Leftists are in a state these days. Their catastrophic defeat on Nov. 5 has not, however, led them to any self-reflection. Instead, they’re full of fury and righteous indignation over Trump’s victory, and instead of seeing it for what it actually is, many leftists are taking it as proof that America is exactly how they’ve been defaming it all these years: racist, sexist, and hateful to the extent that voters rejected the perfect candidate, the candidate of joy, in favor of a “convicted felon,” a “rapist,” and the enemy of all that is good, Donald J. Trump. Now, however, a couple of Democrats in Congress are showing signs of being on the verge of an actual independent thought.
They’re not household names by any means, but one is in the Senate and the other is in the House, so they’re not exactly guys ranting on the street corner, either. Fox News reported Monday that instead of indulging in the usual finger-pointing and self-pity, they “issued blistering assessments of where their party stands after Tuesday night’s overwhelming election defeat and offered suggestions about changes that Democrats need to make.” They’re still Democrats, so they still don’t see the full magnitude of the damage the left has done to the country and the corresponding disgust that many Americans feel toward the leftists who have done that damage, but they’re taking steps toward the light.
Sen. Chis Murphy (D-Conn.) wrote on X, "That was a cataclysm. Electoral map wipeout. Senate D practical ceiling is now 52 seats. R's is 62. Time to rebuild the left. We are out of touch with the crisis of meaning/purpose fueling MAGA. We refuse to pick big fights. Our tent is too small."
As if that weren’t enough, he added, “The left has never fully grappled with the wreckage of fifty years of neoliberalism, which has left legions of Americans adrift as local places are hollowed out, rapacious profit seeking cannibalizes the common good, and unchecked new technology separates and isolates us.” All that was well taken except the Marxist-tinged bit about “rapacious profit” cannibalizing the common good; Murphy would have been more correct to say that rapacious government overreach and endless expansion has cannibalized the common good.
Murphy also said, “The things that mattered are disappearing. We spend half as much time with friends as a generation ago. Hard work no longer guarantees economic mobility. Institutions (like churches) are delegitimized. Place based identity evaporates as we all become ‘global citizens.’" As the left has been the engine of America’s de-Christianization and globalization, it’s astounding to hear a Democrat senator say that. It’s even more astonishing to hear a Democrat senator lament that “hard work no longer guarantees economic mobility,” because that is a result of the left’s indifference to inflation and love affair with ever-higher taxes.

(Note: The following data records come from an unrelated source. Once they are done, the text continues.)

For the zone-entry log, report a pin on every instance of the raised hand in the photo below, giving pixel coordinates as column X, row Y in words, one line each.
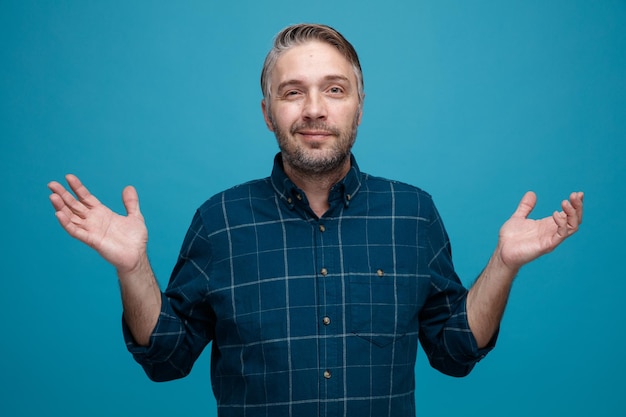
column 523, row 240
column 121, row 240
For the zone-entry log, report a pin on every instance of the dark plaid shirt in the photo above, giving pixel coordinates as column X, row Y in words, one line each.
column 313, row 316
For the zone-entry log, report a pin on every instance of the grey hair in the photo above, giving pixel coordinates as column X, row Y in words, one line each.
column 304, row 32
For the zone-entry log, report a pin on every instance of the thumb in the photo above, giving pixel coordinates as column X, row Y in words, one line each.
column 526, row 205
column 131, row 201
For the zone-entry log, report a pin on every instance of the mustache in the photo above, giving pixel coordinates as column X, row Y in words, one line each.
column 315, row 125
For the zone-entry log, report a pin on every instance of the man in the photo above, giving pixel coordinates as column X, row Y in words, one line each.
column 314, row 284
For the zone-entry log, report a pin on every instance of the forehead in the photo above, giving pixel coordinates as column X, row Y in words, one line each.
column 310, row 61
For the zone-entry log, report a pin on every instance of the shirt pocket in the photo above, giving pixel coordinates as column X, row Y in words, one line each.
column 382, row 306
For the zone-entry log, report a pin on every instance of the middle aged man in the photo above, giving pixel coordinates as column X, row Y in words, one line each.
column 315, row 283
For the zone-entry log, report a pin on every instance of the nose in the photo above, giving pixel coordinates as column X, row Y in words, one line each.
column 314, row 107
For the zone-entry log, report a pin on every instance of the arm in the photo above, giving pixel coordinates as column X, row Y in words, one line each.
column 521, row 240
column 121, row 241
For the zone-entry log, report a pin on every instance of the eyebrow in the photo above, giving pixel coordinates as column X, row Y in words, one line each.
column 297, row 82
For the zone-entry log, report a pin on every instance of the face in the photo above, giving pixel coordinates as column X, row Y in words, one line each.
column 313, row 108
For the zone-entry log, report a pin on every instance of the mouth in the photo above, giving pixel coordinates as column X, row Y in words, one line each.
column 314, row 134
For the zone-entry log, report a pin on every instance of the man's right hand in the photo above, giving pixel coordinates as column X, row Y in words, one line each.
column 120, row 240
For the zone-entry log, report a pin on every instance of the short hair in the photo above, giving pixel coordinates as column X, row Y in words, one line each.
column 305, row 32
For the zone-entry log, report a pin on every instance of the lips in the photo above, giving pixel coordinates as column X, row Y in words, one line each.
column 317, row 130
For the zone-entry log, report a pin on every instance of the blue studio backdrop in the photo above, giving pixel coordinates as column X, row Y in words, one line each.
column 474, row 101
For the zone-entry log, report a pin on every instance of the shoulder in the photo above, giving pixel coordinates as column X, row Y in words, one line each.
column 238, row 199
column 374, row 184
column 402, row 198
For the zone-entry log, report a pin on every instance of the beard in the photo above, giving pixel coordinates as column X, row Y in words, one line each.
column 316, row 160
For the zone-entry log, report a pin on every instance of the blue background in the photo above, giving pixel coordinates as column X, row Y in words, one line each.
column 476, row 102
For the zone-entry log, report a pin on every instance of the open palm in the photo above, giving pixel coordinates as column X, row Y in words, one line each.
column 523, row 240
column 121, row 240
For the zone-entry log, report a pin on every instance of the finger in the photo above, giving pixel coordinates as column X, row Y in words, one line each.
column 576, row 200
column 526, row 205
column 572, row 214
column 131, row 201
column 560, row 218
column 63, row 200
column 82, row 193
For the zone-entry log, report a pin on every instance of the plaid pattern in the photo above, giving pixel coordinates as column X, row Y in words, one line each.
column 309, row 316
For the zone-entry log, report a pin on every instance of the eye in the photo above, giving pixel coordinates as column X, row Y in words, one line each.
column 291, row 94
column 335, row 90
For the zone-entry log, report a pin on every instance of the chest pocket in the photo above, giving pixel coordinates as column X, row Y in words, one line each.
column 382, row 307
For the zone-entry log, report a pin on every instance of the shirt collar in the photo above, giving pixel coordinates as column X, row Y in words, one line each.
column 344, row 191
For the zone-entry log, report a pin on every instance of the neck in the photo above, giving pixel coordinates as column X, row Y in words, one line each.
column 317, row 186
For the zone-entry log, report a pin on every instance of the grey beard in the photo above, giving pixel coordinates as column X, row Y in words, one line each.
column 299, row 160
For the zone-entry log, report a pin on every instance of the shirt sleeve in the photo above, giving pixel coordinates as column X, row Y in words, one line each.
column 445, row 334
column 186, row 322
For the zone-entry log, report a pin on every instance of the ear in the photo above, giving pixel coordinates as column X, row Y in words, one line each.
column 267, row 116
column 358, row 122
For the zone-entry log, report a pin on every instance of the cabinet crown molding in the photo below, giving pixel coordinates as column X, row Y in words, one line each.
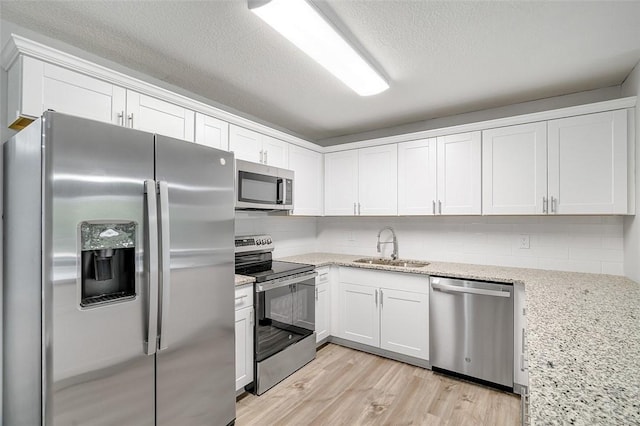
column 18, row 45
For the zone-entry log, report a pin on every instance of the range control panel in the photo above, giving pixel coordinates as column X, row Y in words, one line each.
column 246, row 243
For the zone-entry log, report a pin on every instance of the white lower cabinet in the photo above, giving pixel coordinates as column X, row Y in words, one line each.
column 520, row 358
column 244, row 336
column 323, row 304
column 404, row 321
column 386, row 310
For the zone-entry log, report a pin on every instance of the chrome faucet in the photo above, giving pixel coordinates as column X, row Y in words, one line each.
column 394, row 255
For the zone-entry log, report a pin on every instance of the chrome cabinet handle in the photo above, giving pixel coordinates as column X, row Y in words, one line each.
column 152, row 256
column 165, row 262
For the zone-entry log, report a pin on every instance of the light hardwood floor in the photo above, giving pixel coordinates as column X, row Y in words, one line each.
column 347, row 387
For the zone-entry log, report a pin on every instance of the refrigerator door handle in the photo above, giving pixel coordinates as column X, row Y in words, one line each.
column 165, row 267
column 152, row 256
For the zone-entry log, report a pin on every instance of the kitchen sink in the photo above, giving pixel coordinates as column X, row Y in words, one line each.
column 391, row 262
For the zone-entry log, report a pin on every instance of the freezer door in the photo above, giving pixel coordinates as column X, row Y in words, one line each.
column 195, row 365
column 94, row 176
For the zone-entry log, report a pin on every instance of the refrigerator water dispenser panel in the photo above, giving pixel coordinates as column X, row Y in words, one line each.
column 108, row 262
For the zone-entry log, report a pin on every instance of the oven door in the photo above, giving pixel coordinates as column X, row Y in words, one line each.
column 285, row 314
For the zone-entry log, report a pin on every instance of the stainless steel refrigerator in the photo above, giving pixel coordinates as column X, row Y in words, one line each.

Murphy inched even closer to reality when he said: “Does racism explain part of the attraction of the right's nativism? Of course. But mass deportation is a (terrible) response to Americans' real sense they are helpless in the face of global forces (like increased migration). The left largely ignores this pain.” His claim of racism on the right was to be expected, and his dismissal of mass deportation as a “terrible” solution to the problem was characteristic of a leftist, but it was remarkable that he admitted that the left ignores the pain that mass migration is causing to many Americans who can’t find work or are working extra jobs to try to keep up while migrants have lavish benefits handed to them.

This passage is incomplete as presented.